The book The Bible and Radiocarbon Dating compares the Bible’s history of Israel and Judah with ancient cuneiform texts. The result? “Altogether, 15 or 16 kings of Judah and Israel appear, in foreign sources, in complete agreement with their names and times in [the Bible book of] Kings. Not a single king is out of place, nor do foreign sources name one unknown to us in Kings.”
One famous cuneiform inscription found in 1879, the Cyrus Cylinder, records that after taking Babylon in 539 B.C.E., Cyrus applied his policy of returning captives to their homelands. Among those to benefit were the Jews. (Ezra 1:1-4) Many 19th-century scholars had questioned the authenticity of the decree quoted in the Bible. However, cuneiform documents from the Persian period, including the Cyrus Cylinder, provide convincing evidence that the Bible record is accurate.
In 1883 an archive of over 700 cuneiform texts was found in Nippur, near Babylon. Among the 2,500 names mentioned, about 70 can be identified as Jewish. They appear, says historian Edwin Yamauchi, “as contracting parties, agents, witnesses, collectors of taxes, and royal officials.” The evidence that Jews continued to conduct such activities close to Babylon in this period is significant.
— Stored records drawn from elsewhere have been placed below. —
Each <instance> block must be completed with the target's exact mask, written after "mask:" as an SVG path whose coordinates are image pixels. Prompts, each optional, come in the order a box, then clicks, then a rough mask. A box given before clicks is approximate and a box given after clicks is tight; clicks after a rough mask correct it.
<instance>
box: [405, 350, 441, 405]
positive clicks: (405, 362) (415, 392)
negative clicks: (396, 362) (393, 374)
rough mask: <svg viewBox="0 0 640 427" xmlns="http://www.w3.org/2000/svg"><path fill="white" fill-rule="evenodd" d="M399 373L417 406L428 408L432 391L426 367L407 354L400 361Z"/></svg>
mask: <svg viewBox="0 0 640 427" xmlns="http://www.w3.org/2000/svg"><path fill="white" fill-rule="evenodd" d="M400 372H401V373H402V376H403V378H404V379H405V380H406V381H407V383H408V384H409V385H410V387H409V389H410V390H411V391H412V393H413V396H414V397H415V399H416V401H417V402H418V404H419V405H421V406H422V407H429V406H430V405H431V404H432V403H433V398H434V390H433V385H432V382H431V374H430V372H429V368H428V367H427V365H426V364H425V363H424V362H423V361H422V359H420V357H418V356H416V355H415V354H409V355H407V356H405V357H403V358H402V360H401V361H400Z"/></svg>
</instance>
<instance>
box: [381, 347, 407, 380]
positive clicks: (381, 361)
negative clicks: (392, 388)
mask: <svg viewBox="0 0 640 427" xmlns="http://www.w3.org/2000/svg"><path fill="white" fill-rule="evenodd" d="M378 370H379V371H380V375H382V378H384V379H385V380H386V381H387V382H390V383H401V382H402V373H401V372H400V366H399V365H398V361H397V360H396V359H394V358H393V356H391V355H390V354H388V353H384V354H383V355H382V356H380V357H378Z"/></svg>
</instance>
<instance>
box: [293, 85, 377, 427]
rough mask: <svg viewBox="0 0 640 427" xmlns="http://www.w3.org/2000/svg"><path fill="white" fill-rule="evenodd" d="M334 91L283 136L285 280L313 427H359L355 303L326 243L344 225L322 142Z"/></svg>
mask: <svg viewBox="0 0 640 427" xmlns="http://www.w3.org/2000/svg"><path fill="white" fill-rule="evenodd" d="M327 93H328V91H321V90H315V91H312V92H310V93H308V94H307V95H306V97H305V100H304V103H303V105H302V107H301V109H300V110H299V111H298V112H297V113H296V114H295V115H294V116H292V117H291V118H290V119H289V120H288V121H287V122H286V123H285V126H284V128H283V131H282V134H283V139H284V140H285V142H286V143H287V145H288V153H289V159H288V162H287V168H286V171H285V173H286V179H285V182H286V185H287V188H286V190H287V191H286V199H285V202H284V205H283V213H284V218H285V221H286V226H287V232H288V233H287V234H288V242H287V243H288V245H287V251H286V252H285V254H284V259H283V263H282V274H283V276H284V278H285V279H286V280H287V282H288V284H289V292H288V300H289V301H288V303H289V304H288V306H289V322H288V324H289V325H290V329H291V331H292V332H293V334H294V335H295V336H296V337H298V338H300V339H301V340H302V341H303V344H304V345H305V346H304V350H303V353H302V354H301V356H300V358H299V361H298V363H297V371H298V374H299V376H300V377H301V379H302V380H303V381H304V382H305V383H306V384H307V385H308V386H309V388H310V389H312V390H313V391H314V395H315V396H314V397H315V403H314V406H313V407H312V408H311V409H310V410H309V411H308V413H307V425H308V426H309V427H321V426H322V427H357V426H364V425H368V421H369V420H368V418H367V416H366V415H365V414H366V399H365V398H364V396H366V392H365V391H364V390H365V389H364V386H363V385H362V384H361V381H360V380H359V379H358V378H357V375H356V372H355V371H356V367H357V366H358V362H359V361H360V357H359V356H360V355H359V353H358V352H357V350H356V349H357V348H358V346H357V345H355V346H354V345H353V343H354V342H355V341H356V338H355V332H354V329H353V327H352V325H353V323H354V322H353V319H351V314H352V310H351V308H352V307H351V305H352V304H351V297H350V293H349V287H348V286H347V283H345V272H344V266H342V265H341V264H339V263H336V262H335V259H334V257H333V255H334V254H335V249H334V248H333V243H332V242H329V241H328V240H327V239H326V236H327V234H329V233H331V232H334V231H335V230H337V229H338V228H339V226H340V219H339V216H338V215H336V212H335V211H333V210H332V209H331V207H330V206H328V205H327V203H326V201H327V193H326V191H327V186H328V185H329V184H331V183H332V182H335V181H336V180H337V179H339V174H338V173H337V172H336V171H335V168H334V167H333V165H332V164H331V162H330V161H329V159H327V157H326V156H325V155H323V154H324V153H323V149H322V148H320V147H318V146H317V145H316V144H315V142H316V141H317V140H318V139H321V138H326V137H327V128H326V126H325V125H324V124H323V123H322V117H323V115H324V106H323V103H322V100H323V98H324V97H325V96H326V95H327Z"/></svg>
It corroborates the Bible’s prophetic statement that while a “remnant” of Israelites returned to Judea from exile in Assyria and Babylon, many did not.—Isa. 10:21, 22.
During the first millennium B.C.E., cuneiform existed side by side with alphabetic writing. But the Assyrians and Babylonians eventually abandoned cuneiform in favor of alphabetic script.
Hundreds of thousands of tablets stored in museums remain to be studied. Those that experts have already deciphered furnish eloquent testimony to the dependability of the Bible. Who knows what additional testimony the unstudied texts may still yield?